This weird, oh-so-Florida race should come to an end Tuesday, though it’s anybody’s guess whether Republican Gov. Rick Scott will win a second term or whether former Republican Gov. Charlie Crist will pull off one of the most extraordinary political comebacks ever.
It’s not even certain we’ll have a clear winner by the end of Tuesday. Nobody does razor-thin elections like The Recount State, and all signs point to a tied race.
Still, even with the biggest question unanswered, we can draw some conclusions as the most expensive and negative race in Florida history finally winds down. Here are four lessons:
1. Money matters so much — to reach so few.
Never before have two campaigns spent so much to move the needle so little.

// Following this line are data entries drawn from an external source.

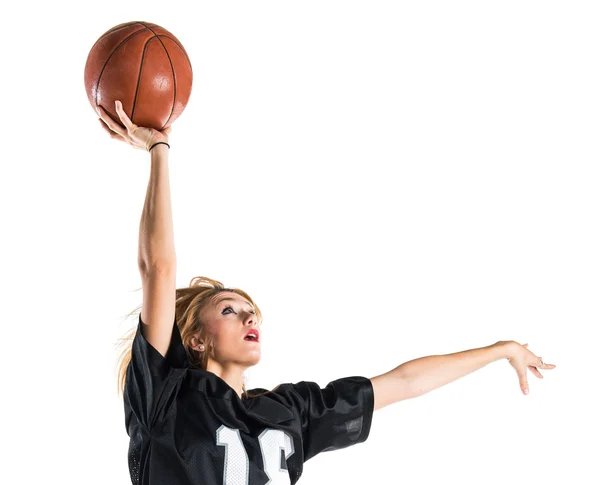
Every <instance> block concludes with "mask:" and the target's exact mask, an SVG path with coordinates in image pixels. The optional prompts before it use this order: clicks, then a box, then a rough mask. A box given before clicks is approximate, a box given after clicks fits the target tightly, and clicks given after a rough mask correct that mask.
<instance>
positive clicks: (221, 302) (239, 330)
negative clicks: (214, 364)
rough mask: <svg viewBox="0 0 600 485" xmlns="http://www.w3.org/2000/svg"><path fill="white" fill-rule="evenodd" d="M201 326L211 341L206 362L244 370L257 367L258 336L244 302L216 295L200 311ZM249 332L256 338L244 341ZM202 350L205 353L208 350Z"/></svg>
mask: <svg viewBox="0 0 600 485" xmlns="http://www.w3.org/2000/svg"><path fill="white" fill-rule="evenodd" d="M202 322H203V323H204V325H205V328H206V331H207V332H208V333H209V334H210V335H212V337H213V339H214V340H213V342H214V352H211V353H209V356H210V357H209V360H213V361H215V362H217V363H219V364H221V366H226V365H231V364H234V365H238V366H241V367H244V368H247V367H250V366H253V365H256V364H258V362H259V360H260V346H261V343H260V340H261V335H260V330H259V329H258V327H257V325H258V321H257V317H256V314H255V312H254V308H253V307H252V305H251V304H250V303H249V302H248V301H247V300H246V299H245V298H243V297H241V296H240V295H238V294H237V293H233V292H230V291H224V292H221V293H219V294H217V295H216V296H215V297H214V298H213V300H212V301H211V302H209V303H208V305H207V306H206V307H205V308H204V309H203V311H202ZM250 329H255V330H256V331H257V332H258V338H257V339H255V340H244V337H245V336H246V334H247V333H248V331H249V330H250ZM201 343H202V344H204V342H201ZM204 346H205V350H204V351H205V352H207V351H208V350H209V349H207V348H206V344H205V345H204Z"/></svg>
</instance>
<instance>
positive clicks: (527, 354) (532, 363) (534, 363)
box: [507, 341, 556, 394]
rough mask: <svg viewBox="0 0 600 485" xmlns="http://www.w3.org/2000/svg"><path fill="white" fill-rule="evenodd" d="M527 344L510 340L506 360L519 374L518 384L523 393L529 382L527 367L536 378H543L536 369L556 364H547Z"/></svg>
mask: <svg viewBox="0 0 600 485" xmlns="http://www.w3.org/2000/svg"><path fill="white" fill-rule="evenodd" d="M528 345H529V344H523V345H521V344H520V343H518V342H514V341H513V342H511V345H510V347H509V348H510V357H507V360H508V362H509V363H510V365H511V366H513V368H514V369H515V370H516V371H517V375H518V376H519V384H520V386H521V391H522V392H523V394H528V393H529V384H528V383H527V369H529V370H530V371H531V372H532V373H533V375H534V376H536V377H537V378H538V379H543V378H544V376H543V375H542V374H541V373H540V371H539V370H538V369H544V370H552V369H554V368H555V367H556V366H555V365H554V364H548V363H546V362H544V361H543V360H542V358H541V357H538V356H536V355H535V354H534V353H533V352H531V351H530V350H529V349H527V346H528Z"/></svg>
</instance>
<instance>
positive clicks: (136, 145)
mask: <svg viewBox="0 0 600 485" xmlns="http://www.w3.org/2000/svg"><path fill="white" fill-rule="evenodd" d="M98 111H99V113H100V123H101V124H102V127H103V128H104V129H105V130H106V131H107V132H108V134H109V135H110V136H111V138H115V139H117V140H121V141H124V142H125V143H128V144H130V145H131V146H133V147H134V148H139V149H140V150H146V151H148V150H149V149H150V147H151V146H152V145H154V144H155V143H157V142H159V141H163V142H166V143H168V142H169V133H170V132H171V127H168V128H167V129H165V130H163V131H157V130H155V129H153V128H144V127H141V126H137V125H134V124H133V123H132V122H131V120H130V119H129V117H128V116H127V115H126V114H125V111H123V105H122V104H121V102H120V101H115V111H116V112H117V115H118V116H119V119H120V120H121V123H123V126H124V127H125V128H123V126H121V125H119V123H117V122H115V121H113V119H112V118H111V117H110V116H109V115H108V113H107V112H106V111H105V110H104V108H102V106H98Z"/></svg>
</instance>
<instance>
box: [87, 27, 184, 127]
mask: <svg viewBox="0 0 600 485" xmlns="http://www.w3.org/2000/svg"><path fill="white" fill-rule="evenodd" d="M84 81H85V90H86V92H87V96H88V99H89V102H90V104H91V105H92V108H94V110H95V111H96V112H97V113H98V111H99V110H98V106H102V107H103V108H104V109H105V110H106V112H107V113H108V114H109V115H110V117H111V118H112V119H113V120H115V121H116V122H117V123H119V124H121V125H122V123H121V122H120V120H119V117H118V116H117V112H116V110H115V101H116V100H120V101H121V102H122V103H123V110H124V111H125V113H126V114H127V116H129V118H130V119H131V121H132V122H133V123H134V124H136V125H138V126H144V127H148V128H154V129H155V130H159V131H162V130H164V129H165V128H167V127H168V126H170V125H171V124H172V123H173V122H174V121H175V120H176V119H177V118H178V117H179V116H180V115H181V113H182V112H183V110H184V109H185V107H186V105H187V102H188V99H189V97H190V94H191V91H192V65H191V63H190V59H189V57H188V55H187V52H186V51H185V49H184V48H183V45H182V44H181V42H179V40H177V38H176V37H175V36H174V35H173V34H171V33H170V32H169V31H168V30H166V29H163V28H162V27H160V26H158V25H156V24H152V23H149V22H127V23H124V24H119V25H117V26H115V27H113V28H112V29H110V30H108V31H106V32H105V33H104V34H102V35H101V36H100V38H99V39H98V40H97V41H96V43H95V44H94V45H93V46H92V48H91V50H90V53H89V54H88V58H87V61H86V63H85V73H84Z"/></svg>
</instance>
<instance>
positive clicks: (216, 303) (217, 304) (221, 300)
mask: <svg viewBox="0 0 600 485" xmlns="http://www.w3.org/2000/svg"><path fill="white" fill-rule="evenodd" d="M225 300H233V301H239V300H238V299H237V298H229V297H226V298H221V299H220V300H219V301H218V302H217V303H216V304H215V306H217V305H219V304H220V303H221V302H222V301H225ZM244 301H245V300H244ZM245 303H248V305H250V302H248V301H245ZM250 306H251V307H252V309H254V306H252V305H250Z"/></svg>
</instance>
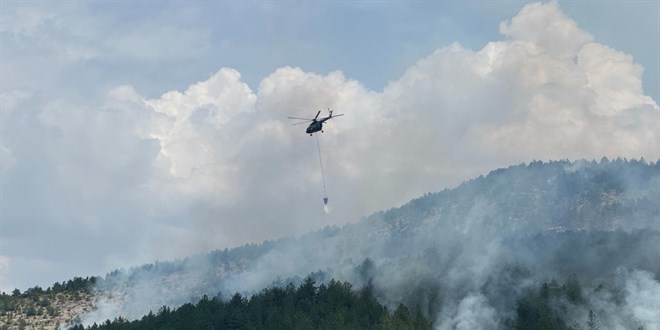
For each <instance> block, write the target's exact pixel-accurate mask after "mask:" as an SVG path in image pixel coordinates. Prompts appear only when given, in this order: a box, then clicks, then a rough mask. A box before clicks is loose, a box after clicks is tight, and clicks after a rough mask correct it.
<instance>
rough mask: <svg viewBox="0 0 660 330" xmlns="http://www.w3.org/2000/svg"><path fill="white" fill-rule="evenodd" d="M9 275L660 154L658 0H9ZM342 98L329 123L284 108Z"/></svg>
mask: <svg viewBox="0 0 660 330" xmlns="http://www.w3.org/2000/svg"><path fill="white" fill-rule="evenodd" d="M0 8H1V12H0V36H1V38H2V39H1V42H0V45H1V51H0V60H1V61H0V62H1V67H0V76H1V77H0V106H1V111H0V129H1V132H0V133H1V134H0V267H1V268H0V290H3V291H11V290H12V289H13V288H16V287H17V288H20V289H25V288H28V287H32V286H34V285H40V286H43V287H47V286H50V285H51V284H52V283H54V282H55V281H63V280H68V279H70V278H72V277H73V276H91V275H104V274H105V273H106V272H109V271H111V270H113V269H116V268H119V267H129V266H132V265H140V264H142V263H145V262H153V261H155V260H171V259H175V258H182V257H185V256H188V255H191V254H194V253H199V252H204V251H209V250H212V249H218V248H220V249H221V248H225V247H234V246H238V245H241V244H245V243H250V242H261V241H263V240H265V239H275V238H279V237H283V236H289V235H300V234H303V233H305V232H308V231H310V230H315V229H319V228H322V227H324V226H326V225H343V224H346V223H351V222H355V221H358V220H359V219H360V218H361V217H364V216H367V215H369V214H371V213H373V212H375V211H379V210H383V209H389V208H392V207H395V206H398V205H401V204H403V203H405V202H407V201H408V200H410V199H411V198H414V197H416V196H420V195H422V194H424V193H426V192H433V191H440V190H442V189H445V188H451V187H454V186H456V185H458V184H460V183H461V182H462V181H464V180H468V179H470V178H472V177H475V176H478V175H482V174H486V173H488V171H490V170H492V169H495V168H498V167H505V166H509V165H513V164H518V163H521V162H529V161H532V160H550V159H570V160H576V159H581V158H586V159H600V158H602V157H609V158H616V157H627V158H639V157H644V158H645V159H646V160H648V161H656V160H657V159H658V158H659V156H660V142H659V141H660V116H659V114H658V113H659V109H658V99H659V98H660V43H658V42H657V41H658V40H660V4H659V3H658V2H657V1H637V2H634V1H633V2H630V1H626V2H618V1H609V2H598V3H596V2H591V1H579V2H578V1H575V2H574V1H571V2H513V1H512V2H499V1H498V2H480V1H471V2H449V1H447V2H444V1H442V2H341V1H340V2H267V1H257V2H232V1H228V2H186V3H181V2H162V3H157V2H135V3H133V2H131V3H129V2H117V1H108V2H103V1H102V2H75V1H62V2H59V1H55V2H41V1H34V2H30V1H27V2H25V1H22V2H14V1H3V2H2V3H1V7H0ZM327 108H331V109H334V110H335V111H337V113H344V114H345V116H343V117H341V118H337V119H333V120H332V121H331V122H330V123H329V124H328V125H326V126H324V128H325V129H324V130H325V132H324V133H323V134H320V135H317V137H318V141H319V145H320V149H321V152H322V157H323V166H324V170H325V182H326V185H327V193H328V197H329V199H330V203H329V206H330V208H331V212H330V213H325V212H324V210H323V202H322V198H323V187H322V178H321V171H320V167H319V162H318V161H319V159H318V154H317V149H316V148H317V145H316V139H315V137H310V136H308V135H306V134H305V133H304V128H305V127H304V126H291V125H290V124H291V122H290V120H289V119H287V116H297V117H311V116H313V115H314V114H315V112H316V111H318V110H321V109H327Z"/></svg>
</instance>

Scott started his TV campaign in March, but the real start of the ad blitz came in July when Crist went on TV as well. It was a margin-of-error race then — Crist up by an average of 2.2 percentage point according to RealClearPolitics.com — and it’s a margin of error race today — Crist leading by an average of 0.6 percentage points — after nearly $77 million in TV spending by Scott and his GOP allies and $40 million by Crist and his allies.
The vast majority of Florida voters will make their selection based on party affiliation alone. So for months, Crist and Scott have been battling over a sliver of voters that represents maybe 5 percent of the electorate.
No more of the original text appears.